La Zambie retient son souffle. Au lendemain des élections présidentielle et législatives organisées jeudi, la Commission électorale de Zambie a annoncé vendredi la reprise immédiate du dépouillement, après avoir suspendu quelques heures plus tôt les opérations dans l’ensemble du pays. La décision avait été prise à la suite de signalements faisant état de violences contre des responsables électoraux dans plusieurs districts et du vol de bulletins de vote déjà marqués, certains se trouvant dans des urnes.
Zambie : l’ECZ relance le dépouillement après des incidents
« La suspension du dépouillement et de l’annonce des résultats est levée avec effet immédiat », a déclaré la présidente de l’ECZ, Mwangala Zaloumis, estimant que la menace pesant sur le processus électoral avait été « neutralisée ». La commission n’a toutefois pas précisé si les bulletins dérobés étaient susceptibles d’affecter les résultats définitifs.
L’ECZ a annoncé qu’une première série de résultats serait communiquée vendredi soir, vers 22 heures, heure locale, soit 20 heures GMT. Les résultats officiels définitifs de la présidentielle et des législatives sont, eux, attendus lundi, la proclamation présidentielle devant intervenir au plus tard le 17 août. Si aucun candidat ne recueille plus de 50 % des suffrages exprimés, un second tour départagera les deux premiers.
Hichilema favori, Mundubile revendique la victoire
Quatorze candidats sont engagés dans la course à la présidence. Le scrutin oppose notamment le président sortant Hakainde Hichilema, candidat à un second mandat, au principal représentant de l’opposition, Brian Mundubile. Ancien ministre sous la présidence d’Edgar Lungu, mort en 2025, M. Mundubile participe pour la première fois à une présidentielle.
Considéré comme le favori, Hakainde Hichilema a appelé les quelque 8,7 millions d’électeurs à faire preuve de calme et de patience. Le président sortant a affirmé avoir reçu des « résultats encourageants », sans toutefois proclamer sa victoire. Son parti, l’UPND, a rappelé que seule la commission électorale était habilitée à annoncer les résultats.
Brian Mundubile a, de son côté, revendiqué la victoire dès vendredi, à la présidentielle comme aux législatives, en s’appuyant sur des décomptes préliminaires transmis, selon lui, par les bureaux de vote et les centres de compilation. Il n’a fourni aucun élément indépendant permettant d’étayer cette affirmation.

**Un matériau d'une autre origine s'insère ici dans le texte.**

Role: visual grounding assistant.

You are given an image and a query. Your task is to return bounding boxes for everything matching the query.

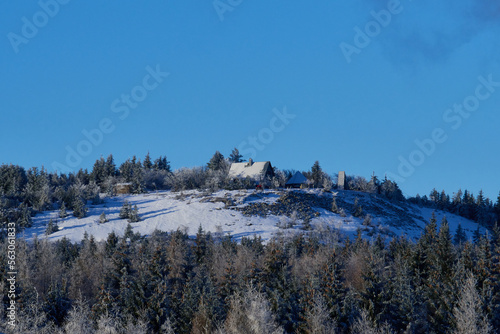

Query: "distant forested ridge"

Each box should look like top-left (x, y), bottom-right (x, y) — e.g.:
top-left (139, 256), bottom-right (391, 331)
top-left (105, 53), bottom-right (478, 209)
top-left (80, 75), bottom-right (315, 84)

top-left (0, 153), bottom-right (500, 234)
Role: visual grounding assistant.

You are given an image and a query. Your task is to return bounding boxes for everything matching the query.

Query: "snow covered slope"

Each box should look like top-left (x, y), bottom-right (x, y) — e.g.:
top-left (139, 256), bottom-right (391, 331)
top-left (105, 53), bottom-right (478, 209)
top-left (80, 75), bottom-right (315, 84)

top-left (22, 190), bottom-right (484, 242)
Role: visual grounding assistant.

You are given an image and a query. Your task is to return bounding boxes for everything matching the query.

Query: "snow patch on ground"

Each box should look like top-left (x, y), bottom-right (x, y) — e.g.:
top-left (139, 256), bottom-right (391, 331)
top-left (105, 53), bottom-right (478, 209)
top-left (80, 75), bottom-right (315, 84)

top-left (21, 190), bottom-right (484, 242)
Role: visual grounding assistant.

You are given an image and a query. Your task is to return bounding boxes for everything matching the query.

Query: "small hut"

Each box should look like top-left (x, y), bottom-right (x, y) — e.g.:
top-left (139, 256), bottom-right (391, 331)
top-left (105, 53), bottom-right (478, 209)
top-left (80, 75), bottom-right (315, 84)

top-left (285, 172), bottom-right (309, 188)
top-left (115, 182), bottom-right (132, 195)
top-left (229, 159), bottom-right (274, 184)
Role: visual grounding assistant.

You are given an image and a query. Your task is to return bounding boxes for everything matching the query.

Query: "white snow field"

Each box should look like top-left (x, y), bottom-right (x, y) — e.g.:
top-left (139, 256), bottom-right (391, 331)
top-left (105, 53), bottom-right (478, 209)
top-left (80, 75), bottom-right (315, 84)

top-left (19, 190), bottom-right (484, 242)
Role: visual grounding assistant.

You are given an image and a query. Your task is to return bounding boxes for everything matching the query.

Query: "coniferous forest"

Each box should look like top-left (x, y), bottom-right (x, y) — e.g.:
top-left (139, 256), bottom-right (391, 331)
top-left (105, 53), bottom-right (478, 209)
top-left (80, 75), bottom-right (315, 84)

top-left (0, 152), bottom-right (500, 334)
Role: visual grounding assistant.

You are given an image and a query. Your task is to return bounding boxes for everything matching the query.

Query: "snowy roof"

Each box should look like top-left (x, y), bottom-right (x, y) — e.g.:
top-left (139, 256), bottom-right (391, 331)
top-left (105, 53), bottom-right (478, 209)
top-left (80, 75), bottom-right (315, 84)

top-left (286, 172), bottom-right (307, 185)
top-left (229, 161), bottom-right (271, 179)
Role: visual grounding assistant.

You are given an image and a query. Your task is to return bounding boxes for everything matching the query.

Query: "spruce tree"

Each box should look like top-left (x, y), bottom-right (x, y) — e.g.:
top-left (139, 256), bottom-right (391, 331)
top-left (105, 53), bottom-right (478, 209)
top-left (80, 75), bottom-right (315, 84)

top-left (99, 211), bottom-right (109, 224)
top-left (229, 147), bottom-right (245, 162)
top-left (45, 218), bottom-right (59, 235)
top-left (311, 160), bottom-right (323, 187)
top-left (352, 197), bottom-right (363, 218)
top-left (207, 151), bottom-right (225, 171)
top-left (128, 205), bottom-right (141, 223)
top-left (118, 201), bottom-right (132, 219)
top-left (142, 152), bottom-right (153, 169)
top-left (59, 202), bottom-right (68, 219)
top-left (453, 223), bottom-right (467, 246)
top-left (73, 198), bottom-right (87, 219)
top-left (332, 196), bottom-right (339, 213)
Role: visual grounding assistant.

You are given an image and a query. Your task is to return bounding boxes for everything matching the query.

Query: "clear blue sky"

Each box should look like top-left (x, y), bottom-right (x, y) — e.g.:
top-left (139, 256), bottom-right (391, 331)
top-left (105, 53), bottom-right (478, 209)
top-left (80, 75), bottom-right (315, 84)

top-left (0, 0), bottom-right (500, 200)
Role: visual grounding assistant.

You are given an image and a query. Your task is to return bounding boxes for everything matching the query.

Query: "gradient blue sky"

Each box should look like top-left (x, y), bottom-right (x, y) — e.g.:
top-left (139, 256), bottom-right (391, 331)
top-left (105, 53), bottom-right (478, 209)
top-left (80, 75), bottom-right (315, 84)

top-left (0, 0), bottom-right (500, 200)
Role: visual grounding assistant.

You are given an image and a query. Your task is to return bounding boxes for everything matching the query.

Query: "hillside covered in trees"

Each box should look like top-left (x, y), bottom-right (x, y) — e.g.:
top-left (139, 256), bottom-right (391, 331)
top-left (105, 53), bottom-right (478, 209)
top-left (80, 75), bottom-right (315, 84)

top-left (0, 215), bottom-right (500, 334)
top-left (0, 149), bottom-right (500, 235)
top-left (0, 150), bottom-right (500, 334)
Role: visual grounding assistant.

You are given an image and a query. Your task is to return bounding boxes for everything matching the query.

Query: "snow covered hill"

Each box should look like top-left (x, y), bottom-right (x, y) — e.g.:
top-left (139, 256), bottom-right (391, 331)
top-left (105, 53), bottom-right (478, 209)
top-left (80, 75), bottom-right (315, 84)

top-left (21, 189), bottom-right (484, 242)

L’ECZ a expressément demandé à tous les candidats de s’abstenir de se déclarer vainqueurs, rappelant qu’une telle proclamation constitue une infraction pénale. M. Mundubile a néanmoins dénoncé le retard dans la publication des résultats, estimant que la suspension du dépouillement créait « un vide dangereux » dans un moment où l’intégrité du scrutin devait être particulièrement protégée.
Une poussée de violence inhabituelle
La suspension générale du dépouillement constitue un épisode inhabituel pour la Zambie, pays régulièrement cité pour la relative stabilité de ses processus électoraux multipartites. La campagne avait toutefois été émaillée de heurts et d’accusations de pressions contre l’opposition.
Transparency International Zambia a fait état de 152 incidents violents recensés dans 46 circonscriptions, dont 16 pendant et après la journée de vote. Son directeur général, Maurice Nyambe, s’est déclaré « très préoccupé » par l’escalade des violences politiques et a jugé la suspension du dépouillement trop radicale, au risque d’accroître l’incertitude.
Le groupe d’observation des Églises chrétiennes de Zambie a également signalé des incidents dans deux bureaux de vote. Selon cette organisation, des militants de l’UPND auraient chassé des observateurs électoraux et des représentants d’autres partis, les empêchant d’assister au dépouillement.
À la veille du scrutin, la Commission des droits humains de Zambie avait par ailleurs indiqué suivre de près les arrestations et détentions de candidats politiques, de leurs sympathisants et de journalistes. Des organisations de la société civile et des formations d’opposition avaient déjà dénoncé des restrictions visant leurs activités de campagne, accusations rejetées par le gouvernement.